One reason is that San Diego has no pipelines that connect directly to the 444-mile-long State Water Project aqueduct. The Met does, and it also has the Colorado River Aqueduct, the main source of water for Southern Californians. The only way for San Diego to get water from northern California is for the Met to mix it with water from the Colorado River and send it further south.

“Lately they sent us water from the Colorado River without mixing with the state water project,” said Jeff Stephenson, water resources manager at the San Diego County Water Authority.

From 2008 to at least 2018, about one-fifth of San Diego’s water came from Northern California. San Diego has since weaned itself off Los Angeles as its water source. In 1990, San Diego bought 95% of its water from Los Angeles, where the waters of Colorado and Northern California mix). In 2021, San Diego supplied about 11% of Los Angeles.

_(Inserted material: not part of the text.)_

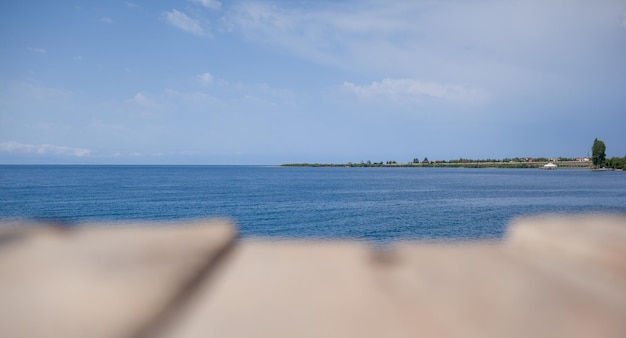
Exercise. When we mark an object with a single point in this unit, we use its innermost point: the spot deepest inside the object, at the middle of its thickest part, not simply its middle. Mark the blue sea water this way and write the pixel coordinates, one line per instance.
(371, 204)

San Diego has achieved this by striking a deal with its neighbors to the east, the Imperial Irrigation District, to buy water from farmers working on land that has some of the highest dibs on the Colorado River water. in all the western states. San Diego now gets about 39% of its water supply from this agreement. It also buys water from a desalination plant in Carlsbad. It’s San Diego’s most expensive source, but treated seawater doesn’t depend on rain or snowfall.

In March, the State Water Resources Department announced that it would only distribute 5% of what it normally provides of the state water project for 2022.

“These are record numbers we’re talking about,” Stephenson said.

California water agencies are still waiting to hear what the State Water Resources Control Board will do with Gov. Gavin Newsom’s March executive order calling for a ban on landscape or ornamental turf irrigation on large industrial properties or commercial. This decision is expected in May.

Water managers were already not expecting the state to get much rain before the end of winter. Snowpack in the northern mountains is only 25 percent of what it should be.

But for now, San Diego’s water supply is still safe.